Bom? Mais que bom. Perfeito. Mais que perfeito!

- Perfeito demais pra ser realidade?

O que ele quer dizer com isso? Nada é perfeito demais pra ser realidade depois de se tornar realidade. Por mais irreal e idealizado que algo possa ser, depois de realizado é algo alcançável. É passado. História. Realidade.

- Nem sempre. A realidade é subjetiva.

Isso quer dizer que ele não achou tão bom? Que ele está com dúvidas?

- Eu não. Você que está. Eu já estou decidido.

Por que é sempre assim? Por que sempre me envolvo com os malucos? Por que não posso ter uma vida normal como qualquer outra?

- Porque você é bidimensional. Restrita. Limitada. É uma criaturinha medíocre e fadada a um destino prosaico e sem grandes conseqüências para a humanidade. Você é simplesmente uma bolha no oceano. Um nada cheio de nada. E sabe disso.

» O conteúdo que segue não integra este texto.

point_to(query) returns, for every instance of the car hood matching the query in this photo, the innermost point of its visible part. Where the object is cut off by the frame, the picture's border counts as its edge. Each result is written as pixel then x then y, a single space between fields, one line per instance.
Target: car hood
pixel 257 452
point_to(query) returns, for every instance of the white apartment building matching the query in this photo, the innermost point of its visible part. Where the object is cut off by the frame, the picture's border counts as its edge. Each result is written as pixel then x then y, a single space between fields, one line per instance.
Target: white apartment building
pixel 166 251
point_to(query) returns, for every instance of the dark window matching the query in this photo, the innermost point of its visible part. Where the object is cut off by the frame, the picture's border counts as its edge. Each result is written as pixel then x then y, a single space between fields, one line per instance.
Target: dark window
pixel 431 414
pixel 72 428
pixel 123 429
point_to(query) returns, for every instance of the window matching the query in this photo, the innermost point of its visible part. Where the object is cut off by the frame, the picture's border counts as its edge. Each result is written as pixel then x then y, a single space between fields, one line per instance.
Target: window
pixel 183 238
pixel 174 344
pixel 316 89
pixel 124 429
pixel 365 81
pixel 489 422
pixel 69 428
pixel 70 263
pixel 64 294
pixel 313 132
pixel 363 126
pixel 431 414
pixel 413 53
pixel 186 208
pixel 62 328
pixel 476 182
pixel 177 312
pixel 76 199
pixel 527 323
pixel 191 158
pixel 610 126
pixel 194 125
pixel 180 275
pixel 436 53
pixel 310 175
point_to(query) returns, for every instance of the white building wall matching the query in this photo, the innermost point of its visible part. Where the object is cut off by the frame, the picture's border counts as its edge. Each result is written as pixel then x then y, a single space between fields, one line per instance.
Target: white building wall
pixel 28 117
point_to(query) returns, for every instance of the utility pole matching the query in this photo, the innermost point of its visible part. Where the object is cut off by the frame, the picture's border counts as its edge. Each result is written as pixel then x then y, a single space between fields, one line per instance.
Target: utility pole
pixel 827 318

Sei? Não sei mais nada. Que papo é esse, meu Deus? Estava tudo tão perfeito, tão idílico, tão ideal! Depois de tanto procurar, quebrar a cara, me decepcionar, eu finalmente encontro o homem perfeito. E agora, depois de tudo o que passamos juntos, ele vem com esse papo. É demais pra minha cabeça. É demais pra mim. Não agüento mais. Acho que vou explodir!

- Quer suas pílulas?

Quero. Dá aqui esse frasco. Vou tomar todas. Na sua frente. Vou morrer de uma forma grotesca para que você não possa mais me machucar assim. Nem a mim nem a nenhuma outra. Quem você pensa que é pra falar assim com uma mulher? Uma mulher como eu! Que absurdo.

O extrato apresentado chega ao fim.